Bug: Hyperparameter optimisation does not clone docker settings from template task

allegroai / clearml

ClearML - Auto-Magical CI/CD to streamline your AI workload. Experiment Management, Data Management, Pipeline, Orchestration, Scheduling & Serving in one MLOps/LLMOps solution

https://clear.ml/docs

Apache License 2.0

5.53k stars 642 forks source link

Bug: Hyperparameter optimisation does not clone docker settings from template task #729

Open MoPl90 opened 2 years ago

MoPl90 commented 2 years ago

I followed the example for Hyperparameter optimisation in the documentation. While some import statements are missing, I could manage to set up a running script and optimise a template task.
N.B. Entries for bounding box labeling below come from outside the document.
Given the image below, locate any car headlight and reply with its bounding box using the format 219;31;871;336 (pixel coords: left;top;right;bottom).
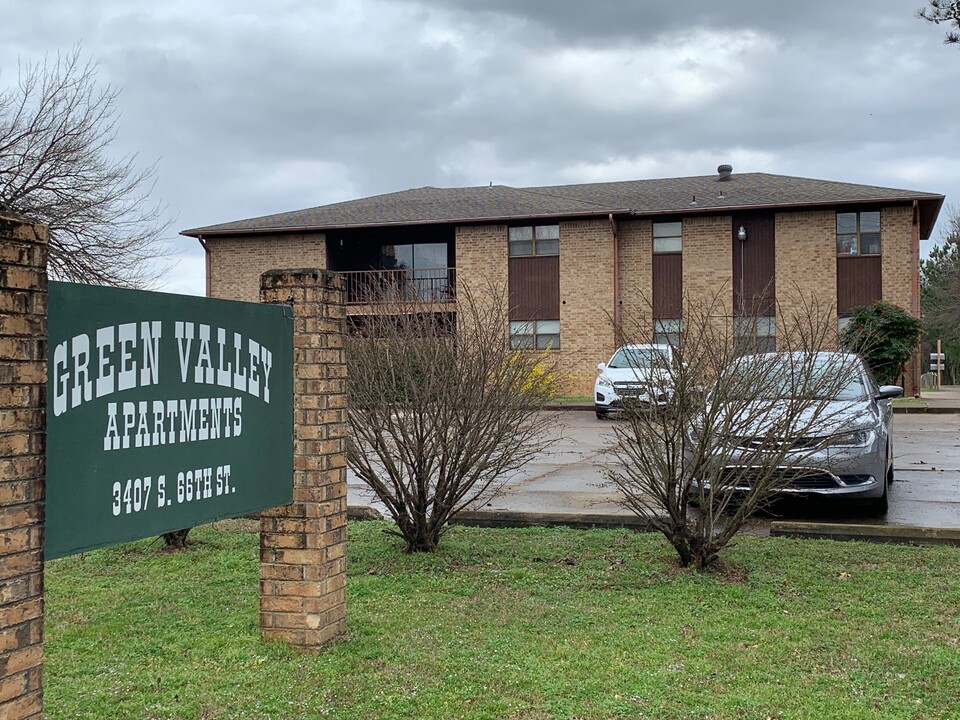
824;430;874;447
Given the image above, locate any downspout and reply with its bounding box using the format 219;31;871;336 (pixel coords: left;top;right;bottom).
910;200;922;397
197;233;210;297
608;213;622;338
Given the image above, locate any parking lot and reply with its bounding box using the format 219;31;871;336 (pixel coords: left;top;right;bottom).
348;411;960;531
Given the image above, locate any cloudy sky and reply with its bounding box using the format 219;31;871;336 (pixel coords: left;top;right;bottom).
0;0;960;294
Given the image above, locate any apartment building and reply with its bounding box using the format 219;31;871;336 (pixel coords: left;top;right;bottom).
182;165;944;395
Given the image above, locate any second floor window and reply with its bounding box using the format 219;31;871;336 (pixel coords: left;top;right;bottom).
509;225;560;257
510;320;560;350
653;222;683;253
837;210;880;255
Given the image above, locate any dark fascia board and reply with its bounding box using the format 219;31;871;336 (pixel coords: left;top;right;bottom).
180;209;633;238
180;195;945;240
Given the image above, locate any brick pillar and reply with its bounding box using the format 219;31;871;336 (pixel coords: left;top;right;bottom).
260;270;347;650
0;217;47;720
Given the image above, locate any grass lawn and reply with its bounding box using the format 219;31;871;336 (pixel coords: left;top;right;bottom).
44;521;960;720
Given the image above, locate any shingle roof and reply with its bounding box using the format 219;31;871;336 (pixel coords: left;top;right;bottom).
181;173;944;237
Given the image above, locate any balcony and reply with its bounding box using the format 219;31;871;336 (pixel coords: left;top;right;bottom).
341;268;457;314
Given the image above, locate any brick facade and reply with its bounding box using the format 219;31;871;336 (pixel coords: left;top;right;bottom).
260;270;347;650
880;205;919;313
560;219;614;397
204;233;327;302
620;220;653;340
208;205;918;396
0;217;47;720
683;215;733;315
455;225;507;306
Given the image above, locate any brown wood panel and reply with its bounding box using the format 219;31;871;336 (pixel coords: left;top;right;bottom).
732;213;776;316
837;255;883;315
653;253;683;319
508;255;560;320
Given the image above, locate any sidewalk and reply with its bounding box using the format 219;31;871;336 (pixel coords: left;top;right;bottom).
549;385;960;415
893;385;960;413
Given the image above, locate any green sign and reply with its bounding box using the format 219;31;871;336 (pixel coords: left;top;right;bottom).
44;282;293;559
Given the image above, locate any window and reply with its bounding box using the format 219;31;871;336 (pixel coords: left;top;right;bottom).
510;320;560;350
733;316;777;355
377;243;453;300
653;318;680;347
653;222;683;253
509;225;560;257
837;210;880;255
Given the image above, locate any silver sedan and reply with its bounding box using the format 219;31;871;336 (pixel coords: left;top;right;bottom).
691;352;903;513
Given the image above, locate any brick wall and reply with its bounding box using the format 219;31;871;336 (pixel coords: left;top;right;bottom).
260;270;347;649
880;205;922;396
683;215;733;315
456;225;508;308
775;210;837;348
0;217;47;720
880;205;919;313
205;233;327;302
560;219;614;397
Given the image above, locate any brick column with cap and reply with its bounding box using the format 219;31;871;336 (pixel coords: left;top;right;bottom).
260;270;347;650
0;217;47;720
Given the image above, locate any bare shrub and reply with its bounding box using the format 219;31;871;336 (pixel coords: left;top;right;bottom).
346;286;558;552
606;295;851;570
0;48;170;287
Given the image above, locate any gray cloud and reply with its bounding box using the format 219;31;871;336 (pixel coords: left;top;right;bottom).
0;0;960;292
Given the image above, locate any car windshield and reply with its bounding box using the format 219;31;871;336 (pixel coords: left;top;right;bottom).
607;347;670;368
727;355;867;400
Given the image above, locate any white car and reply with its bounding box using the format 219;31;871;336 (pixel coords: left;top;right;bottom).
593;345;673;420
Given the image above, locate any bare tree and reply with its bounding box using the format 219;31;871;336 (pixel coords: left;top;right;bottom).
606;296;850;570
917;0;960;45
0;47;169;287
346;285;557;552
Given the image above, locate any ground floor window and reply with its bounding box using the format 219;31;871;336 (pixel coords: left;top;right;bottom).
510;320;560;350
733;316;777;355
653;318;680;347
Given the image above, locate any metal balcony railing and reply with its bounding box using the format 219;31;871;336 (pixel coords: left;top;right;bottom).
341;268;457;305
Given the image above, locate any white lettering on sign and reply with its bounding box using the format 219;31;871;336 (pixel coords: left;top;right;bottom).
53;320;273;416
103;396;243;450
174;320;273;403
111;465;237;517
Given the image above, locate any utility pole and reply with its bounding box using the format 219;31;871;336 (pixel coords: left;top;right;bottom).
937;338;943;390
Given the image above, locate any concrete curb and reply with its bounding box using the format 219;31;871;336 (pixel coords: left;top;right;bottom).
770;520;960;547
547;403;960;415
893;405;960;415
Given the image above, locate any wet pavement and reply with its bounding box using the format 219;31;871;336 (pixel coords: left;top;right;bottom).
348;411;960;533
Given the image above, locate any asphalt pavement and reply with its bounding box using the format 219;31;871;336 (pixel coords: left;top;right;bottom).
348;404;960;534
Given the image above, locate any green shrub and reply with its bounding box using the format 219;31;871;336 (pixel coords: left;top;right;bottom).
840;300;922;385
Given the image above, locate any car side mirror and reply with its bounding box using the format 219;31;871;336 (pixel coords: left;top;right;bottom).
875;385;903;400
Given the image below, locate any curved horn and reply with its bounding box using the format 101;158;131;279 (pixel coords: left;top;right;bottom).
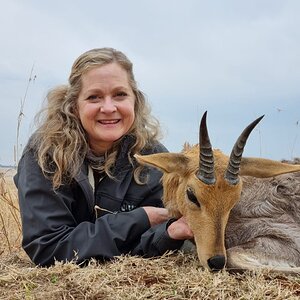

Pretty cool! :) However, it seems that the default execution of that base task is not fully copied, especially the docker settings.

Expected behaviour: Copy docker settings from template task to optimisation task

Actual behaviour: I see ubuntu:18.04 image and no docker arguments in the execution page.

ainoam commented 2 years ago

Thanks for reporting @MoPl90, We'll take a look at what seems to be going wrong.

erezalg commented 2 years ago

Hi @MoPl90,

First, as for the docs, they are not supposed to have full code, it links to the full code (that should work out of the box here) hope this is clear!

As for the issue, I added this to my base task: task.set_base_docker(docker_image="ubuntu:18.04",docker_arguments='-e ENV=1',docker_setup_bash_script=['apt update'])

This set the docker, args and bash script (just dummy data).

Then on the cloned experiments, not the HPO controller, IE the experiments that the HPO processs spawns (and not the task called Automatic Hyper-Parameter Optimization) you do see this information, see below:

So I think it should work.

If this doesn't work for you, can you please let me know what SDK and server version you're using?

MoPl90 commented 2 years ago

Hi, thanks for your reply. If I set the image and options explicitly via Task.set_base_docker it works.

However, if I don't specify this explicitly, the agent neither uses the template task's docker settings, nor the clearml.conf default settings.

erezalg commented 2 years ago

@MoPl90 What versions of clearml python package and clearml server are you using? Also, how are you specifying the docker image in the template task? BTW, is the clearml agent running in docker mode? Maybe a silly question but worth asking :smile:

MoPl90 commented 2 years ago

We are running version 1.6.2 of the python package, and the agents are version 1.3.0 running in docker mode. The server is on versions: 1.1.1-135 • 1.1.1 • 2.14.

I have a docker image specified in the clearml.conf file (which is ignored), and I manually added the image to the template task in the UI (which is also ignored). The correct image is only used if I use Task.set_base_docker in the HPO script.

erezalg commented 2 years ago

@MoPl90, In the conf file, are you using the agent.default_docker ? If so, it won't register unless you're running the experiment in using clearml agent. This is why it's not registered. As for adding the docker to template task from the UI, how are you doing it? Once a task is "completed" you can't add a docker image to the task.

MoPl90 commented 2 years ago

In the conf file, are you using the agent.default_docker?

Yes, exactly. And it seems that this field is ignored by the agents, since the "image" field in the Execution panel of the UI is empty unless I specify the container via Task.set_base_docker.

it won't register unless you're running the experiment in using clearml agent

Not sure I understand. If I have a base experiment using a custom container (say I specified it via Task.set_base_docker, I would expect the HPO experiments to copy those settings (as it is the case for all other execution arguments). At the moment I have to specify the container manually by calling Task.set_base_docker in the HPO experiment again.